Kato Mamoru, Tsunoda Tatsuhiko
Laboratory for Medical Informatics, SNP Research Center, RIKEN, Yokohama, Japan.
BMC Bioinformatics. 2007 Mar 22;8:100. doi: 10.1186/1471-2105-8-100.
A combination of multiple types of transcription factors and cis-regulatory elements is often required for gene expression in eukaryotes, and the combinatorial regulation confers specific gene expression to tissues or environments. To reveal the combinatorial regulation, computational methods are developed that efficiently infer combinations of cis-regulatory motifs that are important for gene expression as measured by DNA microarrays. One promising type of computational method is to utilize regression analysis between expression levels and scores of motifs in input sequences. This type takes full advantage of information on expression levels because it does not require that the expression level of each gene be dichotomized according to whether or not it reaches a certain threshold level. However, there is no web-based tool that employs regression methods to systematically search for motif combinations and that practically handles combinations of more than two or three motifs.
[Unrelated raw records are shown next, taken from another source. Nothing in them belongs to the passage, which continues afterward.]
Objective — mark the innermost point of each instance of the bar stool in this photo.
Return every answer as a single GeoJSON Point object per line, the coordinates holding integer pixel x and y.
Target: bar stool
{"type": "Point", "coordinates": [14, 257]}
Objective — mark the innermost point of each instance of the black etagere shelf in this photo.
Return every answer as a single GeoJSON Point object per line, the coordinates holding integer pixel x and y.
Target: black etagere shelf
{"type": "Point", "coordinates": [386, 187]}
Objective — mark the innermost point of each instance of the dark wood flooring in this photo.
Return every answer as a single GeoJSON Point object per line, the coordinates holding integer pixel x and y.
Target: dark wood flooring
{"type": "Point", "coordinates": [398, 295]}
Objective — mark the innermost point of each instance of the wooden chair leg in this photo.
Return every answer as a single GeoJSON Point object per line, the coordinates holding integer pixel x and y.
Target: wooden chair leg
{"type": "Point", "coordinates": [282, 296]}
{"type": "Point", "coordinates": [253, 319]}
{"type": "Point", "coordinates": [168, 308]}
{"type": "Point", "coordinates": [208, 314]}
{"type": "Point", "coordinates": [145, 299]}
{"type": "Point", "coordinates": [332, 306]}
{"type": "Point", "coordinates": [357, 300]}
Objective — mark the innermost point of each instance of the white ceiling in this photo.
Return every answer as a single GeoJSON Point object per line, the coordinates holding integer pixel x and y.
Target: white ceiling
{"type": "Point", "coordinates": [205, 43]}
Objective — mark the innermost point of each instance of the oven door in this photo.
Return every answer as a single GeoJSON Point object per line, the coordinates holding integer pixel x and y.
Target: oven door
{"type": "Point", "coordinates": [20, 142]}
We here introduced MotifCombinator, an online tool with a user-friendly interface, to systematically search for combinations composed of any number of motifs based on regression methods. The tool utilizes well-known regression methods (the multivariate linear regression, the multivariate adaptive regression spline or MARS, and the multivariate logistic regression method) for this purpose, and uses the genetic algorithm to search for combinations composed of any desired number of motifs. The visualization systems in this tool help users to intuitively grasp the process of the combination search, and the backup system allows users to easily stop and restart calculations that are expected to require large computational time. This tool also provides preparatory steps needed for systematic combination search--i.e., selecting single motifs to constitute combinations and cutting out redundant similar motifs based on clustering analysis.
MotifCombinator helps users to systematically search for motif combinations that play an important role in gene expression as measured by microarrays.
真核生物中的基因表达通常需要多种类型的转录因子和顺式调控元件的组合,这种组合调控赋予组织或环境特定的基因表达。为了揭示这种组合调控,人们开发了计算方法,这些方法能够有效地推断出对于基因表达至关重要的顺式调控基序组合,基因表达通过DNA微阵列进行测量。一种很有前景的计算方法类型是利用输入序列中基序得分与表达水平之间的回归分析。这种类型充分利用了表达水平的信息,因为它不需要根据每个基因的表达水平是否达到某个阈值水平将其二分。然而,目前还没有基于网络的工具利用回归方法系统地搜索基序组合,并且实际处理超过两三个基序的组合。
我们在此引入了MotifCombinator,这是一个具有用户友好界面的在线工具,用于基于回归方法系统地搜索由任意数量的基序组成的组合。该工具为此目的使用了著名的回归方法(多元线性回归、多元自适应回归样条或MARS以及多元逻辑回归方法),并使用遗传算法搜索由任意所需数量的基序组成的组合。该工具中的可视化系统帮助用户直观地掌握组合搜索过程,备份系统允许用户轻松停止和重新启动预计需要大量计算时间的计算。该工具还提供了系统组合搜索所需的预备步骤——即选择构成组合的单个基序,并基于聚类分析剔除冗余的相似基序。
MotifCombinator帮助用户系统地搜索在微阵列测量的基因表达中起重要作用的基序组合。